Comment 14 Jakub Jelinek 2019-01-18 18:55:46 UTC
I've put logging into tree-ssa-loop-niters.c, looking for when before/after r266171 code would make a difference in the returned value, the only case it triggers on is (all types integer(kind=4) i.e. signed 32-bit integer):
code LE_EXPR
iv0->base 0
iv0->step 0
iv1->base -1
iv1->step 1
every_iteration false
The loop starts with:
  <bb 7> [local count: 8656061039]:
  # n_63 = PHI <0(6), _28(23)>
  _19 = n_63 + -1;
and ends with
  _28 = n_63 + 1;
  if (_28 == 4)
    goto <bb 21>; [12.36%]
  else
    goto <bb 23>; [87.64%]

  <bb 23> [local count: 7582748748]:
  goto <bb 7>; [100.00%]
and besides the exit at the end has also:
  <bb 16> [local count: 3548985018]:
  if (_19 > 0)
    goto <bb 17>; [0.04%]
  else
    goto <bb 28>; [99.96%]
  
  <bb 17> [local count: 1419591]:
  _gfortran_stop_numeric (1, 0);
  
  <bb 18> [local count: 5106238449]:
  if (_19 < 0)
    goto <bb 19>; [0.04%]
  else
    goto <bb 29>; [99.96%]
  
  <bb 29> [local count: 5104195957]:
  goto <bb 20>; [100.00%]
  
  <bb 19> [local count: 2042498]:
  _gfortran_stop_numeric (2, 0);
in the middle, so two other loop exits.  But, neither bb16, nor bb18 are executed every iteration, if they were, then because _19 is -1 in the first iteration would always stop 2 and not iterate further.

We have:
  /* If the test is not executed every iteration, wrapping may make the test
     to pass again.
     TODO: the overflow case can be still used as unreliable estimate of upper
     bound.  But we have no API to pass it down to number of iterations code
     and, at present, it will not use it anyway.  */
  if (!every_iteration
      && (!iv0->no_overflow || !iv1->no_overflow
          || code == NE_EXPR || code == EQ_EXPR))
    return false;
at the start, but that doesn't trigger here, because code is not equality comparison and no_overflow is set on both IVs.  If there would be an overflow, then maybe it would be right to derive number of iterations from that.
But the condition that returns true is that iv0->base code iv1->base is false, if that isn't done in every iteration, it means nothing for the number of iteration analysis.
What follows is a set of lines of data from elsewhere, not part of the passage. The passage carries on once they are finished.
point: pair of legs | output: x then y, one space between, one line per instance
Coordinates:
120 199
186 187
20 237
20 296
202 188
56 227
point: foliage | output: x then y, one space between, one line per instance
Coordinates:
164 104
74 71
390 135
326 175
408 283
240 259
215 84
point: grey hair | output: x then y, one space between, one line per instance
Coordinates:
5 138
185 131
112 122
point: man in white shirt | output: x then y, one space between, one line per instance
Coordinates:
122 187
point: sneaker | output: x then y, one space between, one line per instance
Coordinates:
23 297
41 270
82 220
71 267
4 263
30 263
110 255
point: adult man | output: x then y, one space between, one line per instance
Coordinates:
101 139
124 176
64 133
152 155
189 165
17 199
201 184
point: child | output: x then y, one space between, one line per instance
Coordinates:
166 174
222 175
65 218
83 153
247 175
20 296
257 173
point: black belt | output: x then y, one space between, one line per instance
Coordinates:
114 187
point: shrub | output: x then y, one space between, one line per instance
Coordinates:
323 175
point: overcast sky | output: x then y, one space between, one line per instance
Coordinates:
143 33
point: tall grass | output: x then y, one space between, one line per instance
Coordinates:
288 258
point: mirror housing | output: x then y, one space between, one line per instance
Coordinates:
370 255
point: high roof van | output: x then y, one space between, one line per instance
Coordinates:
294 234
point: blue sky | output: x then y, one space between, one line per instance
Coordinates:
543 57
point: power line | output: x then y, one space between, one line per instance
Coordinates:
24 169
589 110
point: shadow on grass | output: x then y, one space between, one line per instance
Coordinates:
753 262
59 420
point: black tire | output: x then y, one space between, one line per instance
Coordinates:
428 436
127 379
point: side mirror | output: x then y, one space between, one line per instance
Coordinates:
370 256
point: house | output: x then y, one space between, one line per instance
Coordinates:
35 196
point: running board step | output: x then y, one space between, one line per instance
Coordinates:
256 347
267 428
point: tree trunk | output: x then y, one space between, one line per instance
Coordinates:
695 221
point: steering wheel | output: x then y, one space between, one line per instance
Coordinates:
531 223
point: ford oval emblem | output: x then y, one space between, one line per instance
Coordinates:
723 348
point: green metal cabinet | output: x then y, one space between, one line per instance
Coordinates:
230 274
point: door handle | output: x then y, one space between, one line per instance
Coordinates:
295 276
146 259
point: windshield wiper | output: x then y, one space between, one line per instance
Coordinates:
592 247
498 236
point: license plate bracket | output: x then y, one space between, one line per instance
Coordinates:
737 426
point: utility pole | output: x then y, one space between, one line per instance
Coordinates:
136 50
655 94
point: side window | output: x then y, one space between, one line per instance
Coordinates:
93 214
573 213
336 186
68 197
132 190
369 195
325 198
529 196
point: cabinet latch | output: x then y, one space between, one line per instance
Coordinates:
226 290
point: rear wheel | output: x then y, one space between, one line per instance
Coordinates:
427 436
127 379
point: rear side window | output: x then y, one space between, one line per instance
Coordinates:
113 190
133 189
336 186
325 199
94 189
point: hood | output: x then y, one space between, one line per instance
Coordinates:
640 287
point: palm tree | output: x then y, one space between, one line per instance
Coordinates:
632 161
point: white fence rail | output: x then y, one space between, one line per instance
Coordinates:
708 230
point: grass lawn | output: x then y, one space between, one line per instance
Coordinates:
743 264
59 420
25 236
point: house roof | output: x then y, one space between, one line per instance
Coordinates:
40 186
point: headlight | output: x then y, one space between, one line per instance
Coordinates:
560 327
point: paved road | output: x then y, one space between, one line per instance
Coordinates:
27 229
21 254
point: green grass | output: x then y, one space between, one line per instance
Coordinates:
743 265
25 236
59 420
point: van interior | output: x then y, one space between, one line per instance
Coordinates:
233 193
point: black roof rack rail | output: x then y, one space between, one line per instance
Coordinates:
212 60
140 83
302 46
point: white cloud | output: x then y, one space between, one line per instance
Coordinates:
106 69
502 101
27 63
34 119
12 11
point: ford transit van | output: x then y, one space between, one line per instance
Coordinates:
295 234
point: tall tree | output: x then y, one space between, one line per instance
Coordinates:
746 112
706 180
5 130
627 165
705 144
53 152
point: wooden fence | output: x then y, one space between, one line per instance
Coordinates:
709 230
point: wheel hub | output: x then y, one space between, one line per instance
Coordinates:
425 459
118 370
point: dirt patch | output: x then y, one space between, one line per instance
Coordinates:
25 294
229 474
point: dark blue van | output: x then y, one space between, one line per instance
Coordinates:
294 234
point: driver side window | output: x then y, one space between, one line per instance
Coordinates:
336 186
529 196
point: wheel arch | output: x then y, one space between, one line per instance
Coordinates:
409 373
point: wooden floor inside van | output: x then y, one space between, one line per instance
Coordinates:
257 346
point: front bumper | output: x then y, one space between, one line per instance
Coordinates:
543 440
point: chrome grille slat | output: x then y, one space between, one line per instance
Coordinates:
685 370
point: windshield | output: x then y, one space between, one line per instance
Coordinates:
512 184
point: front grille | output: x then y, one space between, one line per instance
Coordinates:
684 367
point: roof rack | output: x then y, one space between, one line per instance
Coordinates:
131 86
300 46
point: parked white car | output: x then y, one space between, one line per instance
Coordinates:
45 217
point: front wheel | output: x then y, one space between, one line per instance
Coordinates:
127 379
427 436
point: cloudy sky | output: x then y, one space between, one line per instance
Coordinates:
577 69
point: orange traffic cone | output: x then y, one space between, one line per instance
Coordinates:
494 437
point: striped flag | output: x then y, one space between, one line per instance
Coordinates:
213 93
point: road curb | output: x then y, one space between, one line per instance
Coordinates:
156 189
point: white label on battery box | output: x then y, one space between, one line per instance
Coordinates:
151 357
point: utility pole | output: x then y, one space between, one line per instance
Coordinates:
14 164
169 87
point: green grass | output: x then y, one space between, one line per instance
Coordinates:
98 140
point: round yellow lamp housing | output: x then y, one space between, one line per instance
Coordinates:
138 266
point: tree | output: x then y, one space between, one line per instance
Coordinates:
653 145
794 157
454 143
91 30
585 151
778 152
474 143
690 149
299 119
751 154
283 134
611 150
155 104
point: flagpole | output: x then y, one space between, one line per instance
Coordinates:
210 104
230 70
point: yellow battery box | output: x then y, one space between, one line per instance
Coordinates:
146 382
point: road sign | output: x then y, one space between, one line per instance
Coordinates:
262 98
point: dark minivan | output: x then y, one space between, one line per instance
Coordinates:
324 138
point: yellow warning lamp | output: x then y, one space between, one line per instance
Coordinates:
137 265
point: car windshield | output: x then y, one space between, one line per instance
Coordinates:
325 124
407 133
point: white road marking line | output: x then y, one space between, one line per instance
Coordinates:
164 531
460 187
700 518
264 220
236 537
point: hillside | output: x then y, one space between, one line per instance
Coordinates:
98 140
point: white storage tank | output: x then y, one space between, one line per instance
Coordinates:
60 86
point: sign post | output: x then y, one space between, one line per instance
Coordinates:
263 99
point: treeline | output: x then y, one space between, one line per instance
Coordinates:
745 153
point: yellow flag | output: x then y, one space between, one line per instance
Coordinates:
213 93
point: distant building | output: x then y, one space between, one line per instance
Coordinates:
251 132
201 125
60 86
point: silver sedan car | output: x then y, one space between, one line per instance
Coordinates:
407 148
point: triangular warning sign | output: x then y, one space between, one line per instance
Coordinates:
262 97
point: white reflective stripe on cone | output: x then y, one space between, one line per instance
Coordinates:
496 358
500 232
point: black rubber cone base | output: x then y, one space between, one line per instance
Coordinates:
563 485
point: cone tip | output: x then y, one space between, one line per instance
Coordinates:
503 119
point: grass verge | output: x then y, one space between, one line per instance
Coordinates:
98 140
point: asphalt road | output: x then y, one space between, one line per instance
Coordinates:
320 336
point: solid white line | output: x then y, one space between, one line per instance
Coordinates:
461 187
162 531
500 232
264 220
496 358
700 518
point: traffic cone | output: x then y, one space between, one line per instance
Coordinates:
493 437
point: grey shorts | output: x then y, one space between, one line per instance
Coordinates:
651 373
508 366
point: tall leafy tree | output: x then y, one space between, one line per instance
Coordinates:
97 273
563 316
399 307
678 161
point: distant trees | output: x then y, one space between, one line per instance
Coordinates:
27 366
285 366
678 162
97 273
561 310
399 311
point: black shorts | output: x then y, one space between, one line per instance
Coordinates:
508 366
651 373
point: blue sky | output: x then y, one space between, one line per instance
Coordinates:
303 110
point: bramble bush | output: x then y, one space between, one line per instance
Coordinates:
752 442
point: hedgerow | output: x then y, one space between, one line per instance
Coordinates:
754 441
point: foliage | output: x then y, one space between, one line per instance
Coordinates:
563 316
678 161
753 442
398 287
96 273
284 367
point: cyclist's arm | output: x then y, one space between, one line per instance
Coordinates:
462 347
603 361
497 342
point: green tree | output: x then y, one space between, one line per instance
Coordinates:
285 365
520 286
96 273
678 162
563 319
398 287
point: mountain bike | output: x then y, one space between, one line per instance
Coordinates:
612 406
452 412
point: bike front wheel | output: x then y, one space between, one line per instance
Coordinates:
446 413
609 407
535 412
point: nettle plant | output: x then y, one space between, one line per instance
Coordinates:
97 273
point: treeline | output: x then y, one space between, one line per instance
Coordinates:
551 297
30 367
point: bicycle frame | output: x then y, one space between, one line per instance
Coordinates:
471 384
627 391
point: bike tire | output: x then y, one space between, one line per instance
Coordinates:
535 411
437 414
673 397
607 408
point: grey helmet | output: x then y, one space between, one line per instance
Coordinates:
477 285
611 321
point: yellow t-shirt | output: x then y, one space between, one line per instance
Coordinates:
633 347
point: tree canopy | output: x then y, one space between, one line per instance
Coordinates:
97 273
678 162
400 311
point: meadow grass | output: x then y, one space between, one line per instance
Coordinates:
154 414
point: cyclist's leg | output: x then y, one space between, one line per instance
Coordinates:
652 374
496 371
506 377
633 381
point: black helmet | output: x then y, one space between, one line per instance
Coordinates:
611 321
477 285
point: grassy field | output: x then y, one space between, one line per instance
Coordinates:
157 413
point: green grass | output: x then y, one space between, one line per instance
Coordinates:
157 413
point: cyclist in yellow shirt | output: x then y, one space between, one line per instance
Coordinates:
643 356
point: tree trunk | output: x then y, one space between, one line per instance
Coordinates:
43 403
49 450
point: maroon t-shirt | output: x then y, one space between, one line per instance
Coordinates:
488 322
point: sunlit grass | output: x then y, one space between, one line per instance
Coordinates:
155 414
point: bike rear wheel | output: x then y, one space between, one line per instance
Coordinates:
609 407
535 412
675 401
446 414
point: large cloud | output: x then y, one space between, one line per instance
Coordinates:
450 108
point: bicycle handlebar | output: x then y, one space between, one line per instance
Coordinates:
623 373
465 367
The following patch works for me:
2019-01-18  Jakub Jelinek  <jakub@redhat.com>

	PR tree-optimization/88044
	* tree-ssa-loop-niter.c (number_of_iterations_cond): If condition
	is false in the first iteration, but !every_iteration, return false
	instead of true with niter->niter zero.

--- gcc/tree-ssa-loop-niter.c.jj	2019-01-10 11:43:02.254577008 +0100
+++ gcc/tree-ssa-loop-niter.c	2019-01-18 19:51:00.245504728 +0100
@@ -1824,6 +1824,8 @@ number_of_iterations_cond (struct loop *
   tree tem = fold_binary (code, boolean_type_node, iv0->base, iv1->base);
   if (tem && integer_zerop (tem))
     {
+      if (!every_iteration)
+	return false;
       niter->niter = build_int_cst (unsigned_type_for (type), 0);
       niter->max = 0;
       return true;
Comment 15 Jakub Jelinek 2019-01-22 09:58:55 UTC
Author: jakub
Date: Tue Jan 22 09:58:23 2019
New Revision: 268143

URL: https://gcc.gnu.org/viewcvs?rev=268143&root=gcc&view=rev
Log:
	PR tree-optimization/88044
	* tree-ssa-loop-niter.c (number_of_iterations_cond): If condition
	is false in the first iteration, but !every_iteration, return false
	instead of true with niter->niter zero.

Modified:
    trunk/gcc/ChangeLog
    trunk/gcc/tree-ssa-loop-niter.c
Comment 16 Jakub Jelinek 2019-01-22 09:59:42 UTC
Fixed.
Comment 17 Christophe Lyon 2019-01-22 14:00:58 UTC
(In reply to Jakub Jelinek from comment #16)
> Fixed.

I confirm the problem I mentioned in #c3 is now fixed. Thanks!